Lucas is one of the founding fathers of new classical macroeconomics, which contrasts sharply with the Keynesian insights that dominated macroeconomics through the 1960s. The new classical paradigm starts from the premise that economics has to account for the decisions made by firms and people in ways that are consistent with the idea of optimizing behavior, because ad hoc assumptions about their behavior are not compatible with the microfoundations of economic theory. At the same time Lucas criticized the typical Keynesian assumptions that markets do not clear and that economic agents do not always pursue optimizing strategies. In addition he challenged adaptive expectations economists for working with models that forecast better than agents, thereby leaving space for the non-neutrality of money in the short run. These insights are associated with, among others, Milton Friedman and Anna Schwartz. Instead, Lucas obliterated the distinction between the short run and the long run. Overall then Lucas may be viewed as replacing earlier ad hoc treatments with an approach squarely based on the microfoundations of incentives, information, and optimization.
Lucas has made contributions to a wide variety of fields, including financial economics, monetary theory, public finance, international economics, and economic growth. In the last he contributed the insights that human capital accumulation has significant external effects and that learning by doing plays an important role in the process of human capital accumulation. He is known especially for the so-called Lucas critique, according to which parameters of economic relationships are likely to change due to policy changes, rendering them unreliable for making policy recommendations. By overturning the basis for governmental fine-tuning, this transformed thinking on economic policy and inspired Lucas to develop powerful and operational methods for drawing conclusions from models that avoid this pitfall. In particular he is known for his efforts to embed theories in general equilibrium dynamics.
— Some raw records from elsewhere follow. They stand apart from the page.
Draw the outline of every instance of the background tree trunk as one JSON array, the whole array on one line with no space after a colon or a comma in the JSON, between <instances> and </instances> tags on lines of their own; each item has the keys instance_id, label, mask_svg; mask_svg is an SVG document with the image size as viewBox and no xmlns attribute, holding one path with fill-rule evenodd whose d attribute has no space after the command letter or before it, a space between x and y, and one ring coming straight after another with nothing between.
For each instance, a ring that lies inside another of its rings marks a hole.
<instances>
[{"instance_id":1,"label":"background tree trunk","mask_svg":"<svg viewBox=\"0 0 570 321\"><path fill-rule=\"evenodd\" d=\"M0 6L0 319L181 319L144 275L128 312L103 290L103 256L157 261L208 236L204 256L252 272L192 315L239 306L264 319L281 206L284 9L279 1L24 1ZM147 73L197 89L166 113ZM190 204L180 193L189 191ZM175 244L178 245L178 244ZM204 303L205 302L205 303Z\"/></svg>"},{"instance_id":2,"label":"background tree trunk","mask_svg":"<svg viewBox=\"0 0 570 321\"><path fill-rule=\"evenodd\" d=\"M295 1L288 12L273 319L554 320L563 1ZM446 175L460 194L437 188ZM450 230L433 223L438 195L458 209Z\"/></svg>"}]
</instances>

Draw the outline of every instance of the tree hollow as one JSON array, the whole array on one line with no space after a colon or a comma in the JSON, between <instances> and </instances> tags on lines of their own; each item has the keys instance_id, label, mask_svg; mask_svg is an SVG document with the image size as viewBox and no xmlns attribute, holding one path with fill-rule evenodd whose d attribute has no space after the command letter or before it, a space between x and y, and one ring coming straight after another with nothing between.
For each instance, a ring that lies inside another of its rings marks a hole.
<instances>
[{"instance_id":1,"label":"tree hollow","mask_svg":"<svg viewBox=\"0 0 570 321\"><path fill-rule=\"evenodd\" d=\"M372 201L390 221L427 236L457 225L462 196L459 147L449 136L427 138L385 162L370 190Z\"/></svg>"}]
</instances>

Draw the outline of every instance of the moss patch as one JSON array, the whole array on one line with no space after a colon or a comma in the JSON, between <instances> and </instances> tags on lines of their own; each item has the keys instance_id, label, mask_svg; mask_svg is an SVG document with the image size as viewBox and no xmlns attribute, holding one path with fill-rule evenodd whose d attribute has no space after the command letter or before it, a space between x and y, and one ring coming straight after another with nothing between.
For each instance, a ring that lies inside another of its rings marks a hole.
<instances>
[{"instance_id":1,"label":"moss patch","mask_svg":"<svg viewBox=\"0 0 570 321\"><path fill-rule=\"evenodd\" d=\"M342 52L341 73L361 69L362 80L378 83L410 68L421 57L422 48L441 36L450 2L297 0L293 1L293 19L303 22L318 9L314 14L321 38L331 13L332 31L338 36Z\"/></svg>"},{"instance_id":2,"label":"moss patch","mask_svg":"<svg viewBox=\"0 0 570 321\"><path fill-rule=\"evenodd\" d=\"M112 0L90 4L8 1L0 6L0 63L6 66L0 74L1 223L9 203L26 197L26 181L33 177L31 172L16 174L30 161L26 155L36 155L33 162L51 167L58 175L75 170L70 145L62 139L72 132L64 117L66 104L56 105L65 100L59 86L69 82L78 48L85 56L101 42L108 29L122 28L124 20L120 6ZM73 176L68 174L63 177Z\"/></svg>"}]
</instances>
The attempts of Lucas and his colleagues to create microfoundations for macroeconomics ran into a major stumbling block in the shape of the Sonnenschein-Debreu-Mantel results, which established that the standard microeconomic model has almost no implications for macrobehavior. In response macroeconomists have turned to representative agent analysis (Kirman 1992) and endeavored to incorporate some kind of bounded rationality (Sargent 1993; Sent 1997). In some sense, this is moving them away from Lucas’s original insights.
BIBLIOGRAPHY
PRIMARY WORKS
Lucas, Robert E. 1972. Expectations and the Neutrality of Money. Journal of Economic Theory 4 (2): 103–124.
Lucas, Robert E. 1976. Econometric Policy Evaluation: A Critique. Carnegie-Rochester Conference Series on Public Policy 1: 19–46.
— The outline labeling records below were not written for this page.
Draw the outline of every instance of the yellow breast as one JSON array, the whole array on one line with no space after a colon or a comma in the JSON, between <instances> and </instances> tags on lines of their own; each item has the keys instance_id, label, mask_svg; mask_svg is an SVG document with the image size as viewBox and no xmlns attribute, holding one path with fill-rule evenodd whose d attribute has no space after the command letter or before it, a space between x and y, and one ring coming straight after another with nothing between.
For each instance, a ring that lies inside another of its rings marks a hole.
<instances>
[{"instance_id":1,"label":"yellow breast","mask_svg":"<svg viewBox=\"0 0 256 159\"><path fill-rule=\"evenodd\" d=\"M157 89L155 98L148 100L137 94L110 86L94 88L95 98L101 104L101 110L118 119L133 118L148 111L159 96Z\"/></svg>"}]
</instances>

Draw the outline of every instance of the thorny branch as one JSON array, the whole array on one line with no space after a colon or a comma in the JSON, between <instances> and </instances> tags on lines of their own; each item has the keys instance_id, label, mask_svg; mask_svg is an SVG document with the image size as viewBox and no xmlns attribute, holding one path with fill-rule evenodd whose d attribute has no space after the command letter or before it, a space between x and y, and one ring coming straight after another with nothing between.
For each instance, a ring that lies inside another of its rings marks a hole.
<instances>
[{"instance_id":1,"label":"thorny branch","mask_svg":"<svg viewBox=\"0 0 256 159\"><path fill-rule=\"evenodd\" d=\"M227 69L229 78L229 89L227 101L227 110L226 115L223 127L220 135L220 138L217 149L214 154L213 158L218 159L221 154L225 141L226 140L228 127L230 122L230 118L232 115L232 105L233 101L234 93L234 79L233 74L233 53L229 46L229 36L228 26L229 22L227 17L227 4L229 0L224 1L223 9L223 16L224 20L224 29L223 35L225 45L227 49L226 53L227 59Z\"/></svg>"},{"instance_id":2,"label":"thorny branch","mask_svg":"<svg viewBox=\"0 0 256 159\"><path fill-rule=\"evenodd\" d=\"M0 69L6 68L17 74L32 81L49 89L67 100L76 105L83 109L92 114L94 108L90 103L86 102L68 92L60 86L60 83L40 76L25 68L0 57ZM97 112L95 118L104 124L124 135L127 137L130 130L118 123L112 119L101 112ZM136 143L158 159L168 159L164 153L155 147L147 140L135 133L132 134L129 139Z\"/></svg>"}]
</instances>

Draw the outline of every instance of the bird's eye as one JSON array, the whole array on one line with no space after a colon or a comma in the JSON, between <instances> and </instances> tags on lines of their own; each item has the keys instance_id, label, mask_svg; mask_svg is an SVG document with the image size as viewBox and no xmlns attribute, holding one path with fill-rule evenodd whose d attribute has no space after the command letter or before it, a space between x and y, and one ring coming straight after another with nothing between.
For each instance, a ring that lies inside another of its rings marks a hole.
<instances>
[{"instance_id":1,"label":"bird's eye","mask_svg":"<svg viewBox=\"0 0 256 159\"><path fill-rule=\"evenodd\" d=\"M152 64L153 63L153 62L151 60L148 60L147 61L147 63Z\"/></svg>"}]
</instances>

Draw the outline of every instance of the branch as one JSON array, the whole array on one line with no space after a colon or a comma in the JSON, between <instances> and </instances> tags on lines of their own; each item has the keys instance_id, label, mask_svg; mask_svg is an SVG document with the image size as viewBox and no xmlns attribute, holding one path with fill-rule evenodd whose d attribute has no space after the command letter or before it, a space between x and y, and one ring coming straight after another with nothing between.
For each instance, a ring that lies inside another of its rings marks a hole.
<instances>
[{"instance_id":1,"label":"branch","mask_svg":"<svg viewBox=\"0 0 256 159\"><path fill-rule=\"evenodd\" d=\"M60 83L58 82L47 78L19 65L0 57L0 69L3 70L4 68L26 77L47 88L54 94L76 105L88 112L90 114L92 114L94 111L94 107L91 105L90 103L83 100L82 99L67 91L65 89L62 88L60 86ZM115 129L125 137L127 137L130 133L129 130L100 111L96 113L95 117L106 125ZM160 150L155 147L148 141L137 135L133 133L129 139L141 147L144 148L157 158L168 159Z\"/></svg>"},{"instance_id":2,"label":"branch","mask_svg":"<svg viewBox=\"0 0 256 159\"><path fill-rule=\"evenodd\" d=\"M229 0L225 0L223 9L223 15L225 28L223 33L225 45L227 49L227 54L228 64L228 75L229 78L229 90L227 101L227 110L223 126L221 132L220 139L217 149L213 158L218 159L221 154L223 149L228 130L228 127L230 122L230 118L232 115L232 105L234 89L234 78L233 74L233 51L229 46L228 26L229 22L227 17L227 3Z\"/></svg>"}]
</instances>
Lucas, Robert E. 1981. Studies in Business-Cycle Theory. Cambridge, MA: MIT Press.
Lucas, Robert E. 1987. Models of Business Cycles. Oxford: Basil Blackwell.
SECONDARY WORKS
Chari, Varadarajan. 1998. Nobel Laureate Robert E. Lucas Jr.:Architect of Modern Macroeconomics. Journal of Economic Perspectives 12 (1): 171–186.
Kirman, Alan P. 1992. Whom or What Does the Representative Individual Represent? Journal of Economic Perspectives 6 (2):117–136.
Sargent, Thomas J. 1993. Bounded Rationality in Macroeconomics: The Arne Ryde Memorial Lectures. Oxford:Clarendon.
Sent, Esther-Mirjam. 1997. Sargent versus Simon: Bounded Rationality Unbound. Cambridge Journal of Economics 21 (3): 323–338.